IPEC has flagged concerns about how these products are marketed, particularly to lower-income customers who may assume they are buying long-term protection.

Zimbabwe’s financial markets offer limited long-dated instruments, forcing insurers to rely heavily on short-term assets or property investments. Currency volatility further complicates matters, especially for policies denominated in local currency.

Innovation amid shift

Some insurers have attempted hybrid solutions, offering policies denominated in US dollars or linked to inflation indices. But such products are often unaffordable for most Zimbabweans and raise equity concerns in a country where access to hard currency is uneven.

The shift towards annual renewables sets Zimbabwe apart from many other African markets, where life insurance penetration remains low but long-term products still dominate. In countries such as Kenya, South Africa and Botswana, relatively stable currencies and deeper capital markets allow insurers to offer multi-decade covers with greater confidence.

In Zimbabwe, life insurance is a cornerstone of household financial resilience, providing protection against death, disability and old age. Its decline as a long-term instrument could deepen vulnerability in a country where social safety nets are limited.

Regulatory concerns

IPEC is concerned about adherence to the funeral directive designed to protect policyholders, especially as renewable policies dominate, potentially weakening the directive’s impact.

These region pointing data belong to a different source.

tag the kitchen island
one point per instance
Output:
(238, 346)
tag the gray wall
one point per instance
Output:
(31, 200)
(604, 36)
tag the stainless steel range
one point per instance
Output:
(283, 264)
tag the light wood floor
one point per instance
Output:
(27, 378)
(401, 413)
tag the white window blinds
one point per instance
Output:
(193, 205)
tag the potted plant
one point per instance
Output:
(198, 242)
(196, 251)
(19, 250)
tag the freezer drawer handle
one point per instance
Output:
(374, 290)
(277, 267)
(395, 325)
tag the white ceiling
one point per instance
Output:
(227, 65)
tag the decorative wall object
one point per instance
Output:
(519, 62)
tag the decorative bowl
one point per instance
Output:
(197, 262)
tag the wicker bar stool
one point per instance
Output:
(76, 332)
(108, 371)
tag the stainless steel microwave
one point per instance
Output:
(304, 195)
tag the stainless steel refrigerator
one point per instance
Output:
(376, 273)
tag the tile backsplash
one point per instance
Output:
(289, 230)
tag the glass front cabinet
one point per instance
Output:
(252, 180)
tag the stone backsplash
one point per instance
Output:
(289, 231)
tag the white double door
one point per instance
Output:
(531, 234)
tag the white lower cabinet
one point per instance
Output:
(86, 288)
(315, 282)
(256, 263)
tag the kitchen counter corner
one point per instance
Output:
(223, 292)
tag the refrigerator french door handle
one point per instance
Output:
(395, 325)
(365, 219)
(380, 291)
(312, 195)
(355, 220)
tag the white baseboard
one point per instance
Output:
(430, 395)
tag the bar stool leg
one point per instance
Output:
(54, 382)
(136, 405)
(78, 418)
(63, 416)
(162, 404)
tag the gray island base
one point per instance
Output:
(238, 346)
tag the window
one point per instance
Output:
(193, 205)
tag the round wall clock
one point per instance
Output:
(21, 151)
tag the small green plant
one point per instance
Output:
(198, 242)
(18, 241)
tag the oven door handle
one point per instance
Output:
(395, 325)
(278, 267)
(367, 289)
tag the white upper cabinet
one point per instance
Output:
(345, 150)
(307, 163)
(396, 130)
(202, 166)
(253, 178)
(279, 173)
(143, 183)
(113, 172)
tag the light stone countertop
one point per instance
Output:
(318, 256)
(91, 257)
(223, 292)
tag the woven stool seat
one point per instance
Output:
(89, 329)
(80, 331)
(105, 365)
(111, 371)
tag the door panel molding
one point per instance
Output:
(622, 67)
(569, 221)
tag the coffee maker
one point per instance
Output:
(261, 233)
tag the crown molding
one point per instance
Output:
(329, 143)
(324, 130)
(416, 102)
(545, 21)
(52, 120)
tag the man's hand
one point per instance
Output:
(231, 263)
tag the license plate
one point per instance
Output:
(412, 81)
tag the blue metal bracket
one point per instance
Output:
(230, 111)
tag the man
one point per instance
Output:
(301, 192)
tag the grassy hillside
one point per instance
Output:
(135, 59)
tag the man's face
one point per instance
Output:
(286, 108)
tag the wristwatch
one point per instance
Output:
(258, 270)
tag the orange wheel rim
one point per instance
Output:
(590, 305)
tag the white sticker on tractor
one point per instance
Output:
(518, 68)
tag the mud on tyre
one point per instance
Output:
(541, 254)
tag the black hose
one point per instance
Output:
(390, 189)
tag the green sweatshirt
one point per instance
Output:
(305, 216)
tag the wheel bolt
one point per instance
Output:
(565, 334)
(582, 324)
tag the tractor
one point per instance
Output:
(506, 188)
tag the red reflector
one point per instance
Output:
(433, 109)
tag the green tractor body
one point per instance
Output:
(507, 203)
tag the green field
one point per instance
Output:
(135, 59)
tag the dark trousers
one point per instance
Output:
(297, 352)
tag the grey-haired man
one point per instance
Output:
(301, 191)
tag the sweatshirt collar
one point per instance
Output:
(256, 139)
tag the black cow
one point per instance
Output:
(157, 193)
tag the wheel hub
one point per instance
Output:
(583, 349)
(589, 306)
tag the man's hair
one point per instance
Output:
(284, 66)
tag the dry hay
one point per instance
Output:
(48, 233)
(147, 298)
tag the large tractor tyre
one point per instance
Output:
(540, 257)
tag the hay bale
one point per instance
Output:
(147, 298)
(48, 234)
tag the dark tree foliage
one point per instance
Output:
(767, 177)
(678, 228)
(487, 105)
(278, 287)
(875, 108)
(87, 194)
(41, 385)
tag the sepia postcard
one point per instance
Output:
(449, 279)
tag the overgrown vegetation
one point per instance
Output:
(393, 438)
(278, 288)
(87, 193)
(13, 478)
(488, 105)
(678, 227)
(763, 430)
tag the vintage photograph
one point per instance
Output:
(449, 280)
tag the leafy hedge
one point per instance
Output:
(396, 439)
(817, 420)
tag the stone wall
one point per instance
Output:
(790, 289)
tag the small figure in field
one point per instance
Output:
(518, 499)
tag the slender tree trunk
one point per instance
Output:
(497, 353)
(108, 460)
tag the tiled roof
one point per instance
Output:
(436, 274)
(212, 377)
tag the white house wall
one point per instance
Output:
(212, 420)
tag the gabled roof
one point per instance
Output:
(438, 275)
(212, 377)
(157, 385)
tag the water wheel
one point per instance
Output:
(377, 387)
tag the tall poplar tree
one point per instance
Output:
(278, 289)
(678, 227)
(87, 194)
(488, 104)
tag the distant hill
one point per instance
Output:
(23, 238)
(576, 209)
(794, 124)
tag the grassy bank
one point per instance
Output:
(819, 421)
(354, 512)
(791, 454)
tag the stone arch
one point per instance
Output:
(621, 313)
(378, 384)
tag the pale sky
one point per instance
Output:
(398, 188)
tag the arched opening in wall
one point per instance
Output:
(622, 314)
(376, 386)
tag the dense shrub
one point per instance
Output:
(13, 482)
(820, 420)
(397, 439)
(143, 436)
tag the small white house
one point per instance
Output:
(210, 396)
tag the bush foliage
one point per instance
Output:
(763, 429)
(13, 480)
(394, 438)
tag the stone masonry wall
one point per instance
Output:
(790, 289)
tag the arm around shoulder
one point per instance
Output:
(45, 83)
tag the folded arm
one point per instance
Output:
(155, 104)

The regulator said the share of revenue generated from funeral assurance and group life assurance is steadily rising, affecting the market share of traditional life assurance products.

IPEC said a notable trend in the life insurance industry is the shift from traditional long-term products towards predominantly renewable annual policies.

“This change is especially clear in funeral assurance and group life assurance policies currently available. This practice raises regulatory concerns about its compliance with the Funeral Directive’s objectives, particularly regarding the level of policyholder protection. As a result, the industry is strongly encouraged to strictly follow the rules set out in the Funeral Directive,” said IPEC.

Nyaradzo Life Assurance Company holds the leading position in the life assurance sector with a 39.27% market share, largely driven by its predominant revenue from funeral assurance policies.

The total revenue of the top five companies in the sector reached ZWG3.85 billion, equivalent to US$144.33 million. These five leading life insurers account for 84% of the sector’s total revenue, underscoring significant revenue concentration among the major market participants.